How many times had Kaz seen Pekka since that first glimpse in the gin shop? Never once had there been a flicker of recognition. Kaz wasn’t a boy any longer; there was no reason Pekka should be able to see the child he’d swindled in his features. But it made him furious every time their paths had crossed. It wasn’t right. Pekka’s face – Hertzoon’s face – was indelible in Kaz’s mind, carved there by a jagged blade.
Kaz hung back now, feeling the delicate weight of his lockpicks like an insect cradled in his palm.
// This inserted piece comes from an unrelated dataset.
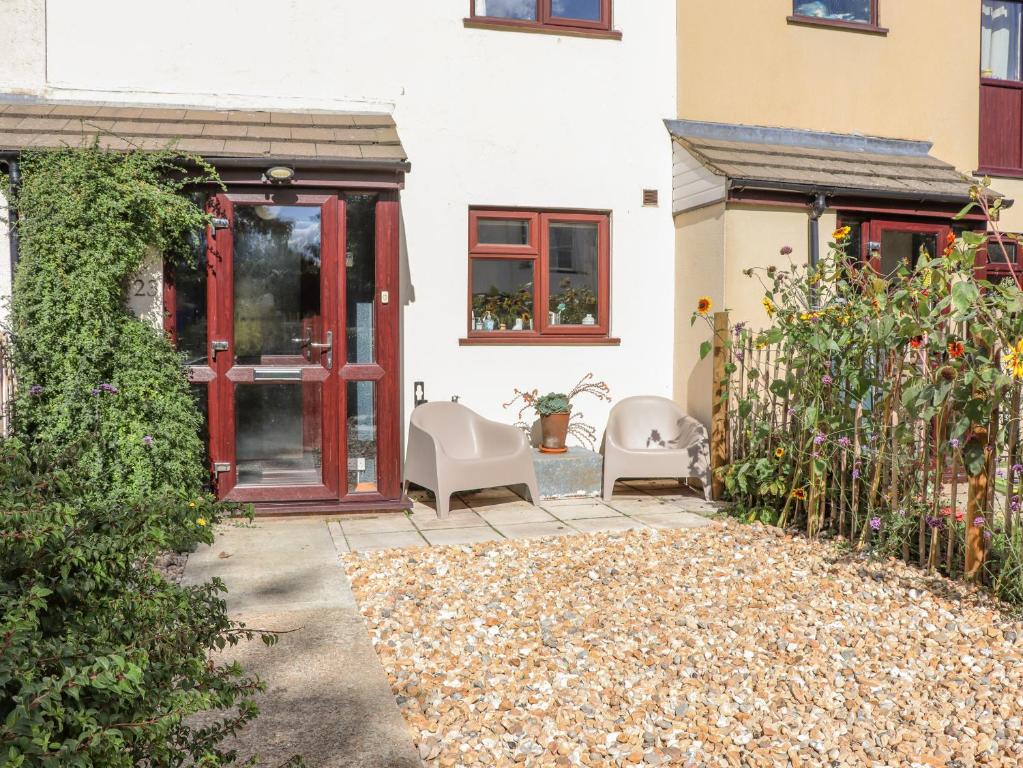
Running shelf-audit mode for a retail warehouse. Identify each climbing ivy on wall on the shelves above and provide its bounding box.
[10,146,217,502]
Wasn’t this what he wanted? To see Pekka brought low, humiliated, miserable and hopeless, the best of his crew dead on pikes. Maybe this could be enough. Maybe all he needed now was for Pekka to know exactly who he was, exactly what he’d done. He could stage a little trial of his own, pass sentence, and mete it out, too.
The Elderclock began to chime the three-quarter-hour. He should go. There wasn’t much time left to get to the basement. Nina would be waiting for him. They all would.
But he needed this. He’d fought for this. It wasn’t the way he’d imagined, but maybe it made no difference. If Pekka Rollins was put to death by some nameless Fjerdan executioner, then none of this would matter. Kaz would have four million kruge, but Jordie would never have his revenge.
The lock on the door gave up easily to Kaz’s picks.
Pekka’s eyes opened, and he smiled. He hadn’t been sleeping at all.
“Hello, Brekker,” Rollins said. “Come to gloat?”
“Not exactly,” Kaz replied.
He let the door slam shut behind him.